SimpleFileVisitor to walk a directory tree to find all .txt files except in two sub directories

339 Views Asked by At

I want to traverse a directory tree with many sub directories. My target is to print all .txt file except those which are inside subdir and anotherdir sub-directories. I am able to achieve this with the below code.

public static void main(String[] args) throws IOException {
    Path path = Paths.get("C:\\Users\\bhapanda\\Documents\\target");
    Files.walkFileTree(path, new Search());
}

private static final class Search extends SimpleFileVisitor<Path> {

    @Override
    public FileVisitResult preVisitDirectory(Path dir, BasicFileAttributes attrs) throws IOException {
        PathMatcher pm = FileSystems.getDefault().getPathMatcher("glob:**\\subdir");
        PathMatcher pm1 = FileSystems.getDefault().getPathMatcher("glob:**\\anotherdir");
        if (pm.matches(dir) || pm1.matches(dir)) {
            System.out.println("matching dir found. skipping it");
            return FileVisitResult.SKIP_SUBTREE;
        } else {
            return FileVisitResult.CONTINUE;
        }
    }

    @Override
    public FileVisitResult visitFile(Path file, BasicFileAttributes attrs) throws IOException {
        PathMatcher pm = FileSystems.getDefault().getPathMatcher("glob:*.txt");
        if (pm.matches(file.getFileName())) {
            System.out.println(file);
        }
        return FileVisitResult.CONTINUE;
    }
}

But when I am trying to combile pm and pm1 PathMatchers with below code, it's not working.

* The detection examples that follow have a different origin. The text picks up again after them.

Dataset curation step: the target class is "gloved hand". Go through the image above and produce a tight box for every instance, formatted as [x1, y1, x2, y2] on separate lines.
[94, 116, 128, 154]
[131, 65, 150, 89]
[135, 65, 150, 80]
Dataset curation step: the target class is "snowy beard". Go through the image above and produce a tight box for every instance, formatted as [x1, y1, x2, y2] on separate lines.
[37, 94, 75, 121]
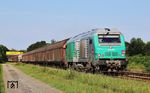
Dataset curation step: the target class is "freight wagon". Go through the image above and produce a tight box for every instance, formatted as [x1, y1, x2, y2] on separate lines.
[22, 28, 127, 71]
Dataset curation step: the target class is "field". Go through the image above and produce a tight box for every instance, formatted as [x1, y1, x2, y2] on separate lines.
[15, 63, 150, 93]
[128, 55, 150, 73]
[0, 64, 4, 93]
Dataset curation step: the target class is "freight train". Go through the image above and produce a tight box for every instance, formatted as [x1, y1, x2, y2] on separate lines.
[22, 28, 128, 71]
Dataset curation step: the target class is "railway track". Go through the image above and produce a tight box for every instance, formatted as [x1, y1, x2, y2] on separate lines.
[104, 71, 150, 81]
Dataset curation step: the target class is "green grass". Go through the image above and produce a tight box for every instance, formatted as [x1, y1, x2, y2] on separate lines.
[0, 64, 4, 93]
[127, 55, 150, 72]
[15, 64, 150, 93]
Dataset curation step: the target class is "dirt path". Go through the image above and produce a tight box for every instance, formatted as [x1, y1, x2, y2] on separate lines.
[3, 64, 62, 93]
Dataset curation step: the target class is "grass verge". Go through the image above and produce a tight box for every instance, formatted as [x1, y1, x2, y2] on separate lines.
[15, 64, 150, 93]
[0, 64, 4, 93]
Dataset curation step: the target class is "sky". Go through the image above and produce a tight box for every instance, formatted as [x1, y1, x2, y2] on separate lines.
[0, 0, 150, 50]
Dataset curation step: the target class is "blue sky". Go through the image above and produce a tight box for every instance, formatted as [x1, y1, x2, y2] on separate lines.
[0, 0, 150, 49]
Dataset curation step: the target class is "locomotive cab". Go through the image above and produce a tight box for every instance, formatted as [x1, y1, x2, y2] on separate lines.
[93, 29, 127, 71]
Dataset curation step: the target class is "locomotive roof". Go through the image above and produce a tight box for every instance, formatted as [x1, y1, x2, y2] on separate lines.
[68, 28, 122, 42]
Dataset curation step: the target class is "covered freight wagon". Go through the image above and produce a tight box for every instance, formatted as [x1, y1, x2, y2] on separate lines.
[22, 39, 68, 65]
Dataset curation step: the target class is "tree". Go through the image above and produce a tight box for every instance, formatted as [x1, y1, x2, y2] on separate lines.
[144, 42, 150, 56]
[128, 38, 145, 56]
[0, 45, 8, 62]
[27, 41, 47, 52]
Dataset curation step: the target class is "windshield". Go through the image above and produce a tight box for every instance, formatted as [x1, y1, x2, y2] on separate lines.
[98, 34, 121, 43]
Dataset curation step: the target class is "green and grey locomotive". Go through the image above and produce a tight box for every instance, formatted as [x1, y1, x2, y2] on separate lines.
[66, 28, 127, 71]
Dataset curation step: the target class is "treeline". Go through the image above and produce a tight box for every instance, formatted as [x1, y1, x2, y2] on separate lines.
[27, 39, 56, 52]
[126, 38, 150, 56]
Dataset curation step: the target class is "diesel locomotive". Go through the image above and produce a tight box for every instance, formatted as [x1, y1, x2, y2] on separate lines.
[22, 28, 128, 71]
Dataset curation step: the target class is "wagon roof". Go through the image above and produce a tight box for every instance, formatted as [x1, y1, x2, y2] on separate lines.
[23, 38, 69, 55]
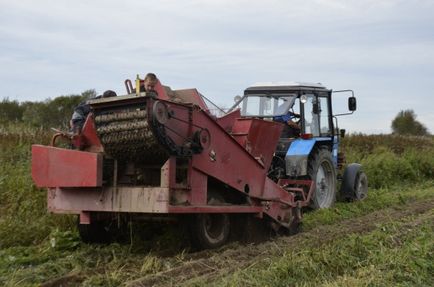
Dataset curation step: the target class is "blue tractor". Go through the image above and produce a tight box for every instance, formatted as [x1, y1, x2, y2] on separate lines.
[232, 82, 368, 209]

PathMatcher pm = FileSystems.getDefault().getPathMatcher("glob:**\\{subdir,anotherdir}");
if (pm.matches(dir)) {
            System.out.println("matching dir found. skipping it");
            return FileVisitResult.SKIP_SUBTREE;
        } else {
            return FileVisitResult.CONTINUE;
        }
    }

Is there anything wrong with the glob syntax ?

1

There are 1 best solutions below

0
CryptoFool On

Yes, there is something wrong with the glob syntax. You need to double up each of your backslashes so that they remain escaped backslashes in your glob patterns.

The first matcher:

PathMatcher pm = FileSystems.getDefault().getPathMatcher("glob:**\\subdir");

is not matching against a path ending with \subdir. Rather, the double slash becomes a single slash in the glob pattern, which means that the 's' is being escaped. And since an escaped 's' is just an 's', this matcher is equivalent to:

PathMatcher pm = FileSystems.getDefault().getPathMatcher("glob:**subdir");

which means it will match any path ending in subdir. So it will match the path xxx\subdir, but will also match the paths xxx\xxxsubdir and xxxsubdir.

The combined matcher:

PathMatcher pm = FileSystems.getDefault().getPathMatcher("glob:**\\{subdir,anotherdir}");

has the same problem. What is being escaped in this case is the '{'. In a glob pattern, this means to treat '{' as a literal character rather than the beginning of a pattern group. So this matcher will not match the path xxx\subdir, but it will match the path xxx{subdir,anotherdir}.

These two matchers will do what is intended:

PathMatcher pm = FileSystems.getDefault().getPathMatcher("glob:**\\\\subdir");
PathMatcher pm = FileSystems.getDefault().getPathMatcher("glob:**\\\\{subdir,anotherdir}");